Ce logiciel espion étant très ciblé, ses utilisateurs peuvent déployer des méthodes très avancées et efficaces pour infecter les appareils de leurs victimes. L’analyse technique d’Amnesty International, disponible ici (uniquement en version anglaise pour le moment) explique en détail certaines des méthodes employées. Citons notamment le hameçonnage par courrier électronique et SMS, l’exploitation de vulnérabilités de type « zero-day » et autres méthodes malveillantes.

Quelle que soit la méthode utilisée, le résultat est une infection, suivie d’une surveillance et d’un abus potentiel.

Et maintenant ?

Amnesty International appelle à des investigations supplémentaires sur le logiciel espion et sur NSO Group.
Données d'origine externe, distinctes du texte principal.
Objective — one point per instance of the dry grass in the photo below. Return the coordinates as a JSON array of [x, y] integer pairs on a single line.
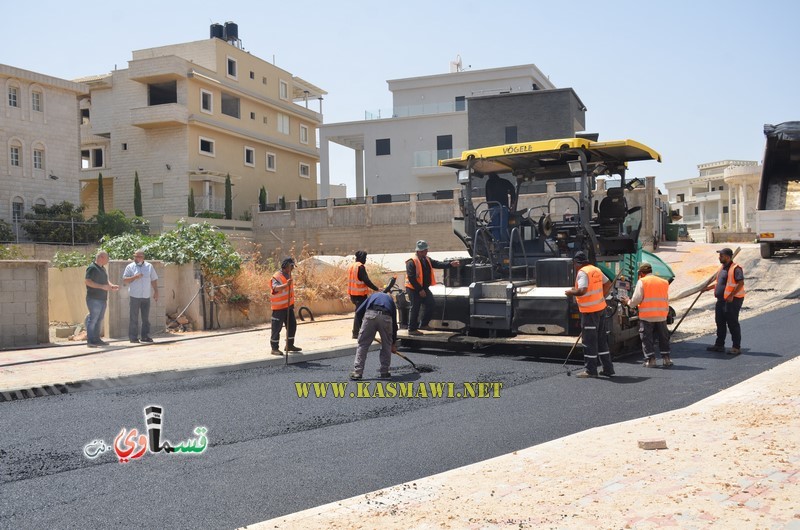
[[313, 280]]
L’association appelle également à une surveillance et une réglementation accrue des outils de surveillance dans le monde entier. Si toutefois ces outils sont achetés et utilisés par nos gouvernements, il est difficile de savoir si cette demande aboutira et surtout si elle aura des conséquences véritables.

Le groupe d’études autour du Projet Pegasus s’est engagé à fournir de nouvelles informations supplémentaires dans les jours et semaines à venir. Nous ne manquerons pas de vous faire part des dernières évolutions.